Varicella-containing vaccine manufacturers recommend avoidance of salicylate therapy (medications derived from salicylic acid, e.g., acetylsalicylic acid [ASA]) for 6 weeks after varicella immunization because of an association between wild-type varicella, salicylate therapy and Reye’s syndrome. Health care providers should weigh the theoretical risks associated with varicella vaccine against the known risks associated with wild-type varicella infection. Because adverse events have not been reported with the use of salicylates after varicella immunization, people with conditions requiring chronic salicylate therapy should be considered for immunization, with close subsequent monitoring.

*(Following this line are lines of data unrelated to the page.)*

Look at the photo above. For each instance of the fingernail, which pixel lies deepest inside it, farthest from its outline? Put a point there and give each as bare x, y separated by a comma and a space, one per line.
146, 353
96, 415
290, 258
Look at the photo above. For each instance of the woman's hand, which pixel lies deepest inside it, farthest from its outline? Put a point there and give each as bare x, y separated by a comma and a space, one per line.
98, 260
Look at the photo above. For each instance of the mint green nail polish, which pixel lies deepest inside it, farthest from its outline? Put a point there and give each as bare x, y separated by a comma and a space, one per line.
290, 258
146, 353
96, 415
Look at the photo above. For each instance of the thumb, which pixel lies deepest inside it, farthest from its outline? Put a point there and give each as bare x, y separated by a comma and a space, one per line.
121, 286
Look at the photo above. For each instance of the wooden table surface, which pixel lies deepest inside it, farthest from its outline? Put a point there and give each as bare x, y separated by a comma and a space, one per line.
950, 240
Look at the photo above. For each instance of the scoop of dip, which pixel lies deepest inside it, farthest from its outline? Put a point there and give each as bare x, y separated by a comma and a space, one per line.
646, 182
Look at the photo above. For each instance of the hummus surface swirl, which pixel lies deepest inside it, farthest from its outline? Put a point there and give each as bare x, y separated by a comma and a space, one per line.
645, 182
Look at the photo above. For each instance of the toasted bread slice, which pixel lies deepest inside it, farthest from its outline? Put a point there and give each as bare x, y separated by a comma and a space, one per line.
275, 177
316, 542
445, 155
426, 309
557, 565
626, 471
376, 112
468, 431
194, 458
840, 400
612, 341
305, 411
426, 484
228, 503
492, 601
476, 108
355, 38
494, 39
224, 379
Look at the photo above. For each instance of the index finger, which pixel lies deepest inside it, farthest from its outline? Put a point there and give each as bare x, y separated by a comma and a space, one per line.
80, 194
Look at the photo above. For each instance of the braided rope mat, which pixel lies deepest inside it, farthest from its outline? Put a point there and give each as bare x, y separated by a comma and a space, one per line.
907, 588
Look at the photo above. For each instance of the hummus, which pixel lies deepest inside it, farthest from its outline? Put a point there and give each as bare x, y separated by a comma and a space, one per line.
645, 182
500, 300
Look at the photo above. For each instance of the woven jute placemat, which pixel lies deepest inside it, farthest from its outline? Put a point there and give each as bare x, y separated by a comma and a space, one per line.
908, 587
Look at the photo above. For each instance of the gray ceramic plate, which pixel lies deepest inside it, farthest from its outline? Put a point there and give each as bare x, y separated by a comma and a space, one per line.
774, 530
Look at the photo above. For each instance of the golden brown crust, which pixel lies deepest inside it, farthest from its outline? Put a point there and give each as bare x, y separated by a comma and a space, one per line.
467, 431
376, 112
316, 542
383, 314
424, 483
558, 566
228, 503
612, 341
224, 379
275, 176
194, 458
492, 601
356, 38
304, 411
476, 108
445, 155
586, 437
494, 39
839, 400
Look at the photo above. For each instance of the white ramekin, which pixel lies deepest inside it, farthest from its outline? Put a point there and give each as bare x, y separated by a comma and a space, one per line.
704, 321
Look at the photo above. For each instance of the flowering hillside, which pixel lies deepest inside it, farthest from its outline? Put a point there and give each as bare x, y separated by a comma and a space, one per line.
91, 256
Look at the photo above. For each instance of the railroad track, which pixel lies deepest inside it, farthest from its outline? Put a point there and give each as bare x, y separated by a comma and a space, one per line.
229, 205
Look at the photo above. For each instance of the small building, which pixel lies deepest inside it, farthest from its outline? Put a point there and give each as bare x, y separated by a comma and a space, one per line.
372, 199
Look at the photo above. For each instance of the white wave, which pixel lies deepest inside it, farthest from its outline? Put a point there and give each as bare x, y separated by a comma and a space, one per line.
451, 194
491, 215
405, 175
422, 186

Passive immunization with human immune globulin or receipt of most blood products can interfere with the immune response to varicella-containing vaccine. These vaccines should be given at least 14 days prior to administration of an immune globulin preparation or blood product or delayed until the antibodies in the immune globulin preparation or blood product have degraded. If the interval between administration of vaccine and subsequent administration of an immune globulin preparation or blood product is less than 14 days, immunization should be repeated. The recommended interval between administration of an immune globulin preparation or blood product and subsequent immunization with a live vaccine such as varicella varies, depending on the immune globulin preparation or blood product. Palivizumab (RSVAb) and washed red blood cell transfusion do not interfere with the antibody response to varicella-containing vaccines. Refer to Recent Administration of Human Immune Globulin Products in Part 1 for additional general information.
Virus identification from clinical specimens (e.g., vesicle scraping) by laboratory methods in order to differentiate wild type from vaccine-derived VZV should be considered when:
Polymerase chain reaction testing to differentiate vaccine-derived from wild type varicella virus can be performed by the National Microbiology Laboratory in Winnipeg.
For a two-dose schedule, it is recommended that the same manufacturer’s univalent varicella vaccine or MMRV vaccine be used to complete the schedule unless there are unavoidable barriers (e.g., the vaccine used for the first dose is not available). Refer to Principles of Vaccine Interchangeability in Part 1 for additional general information.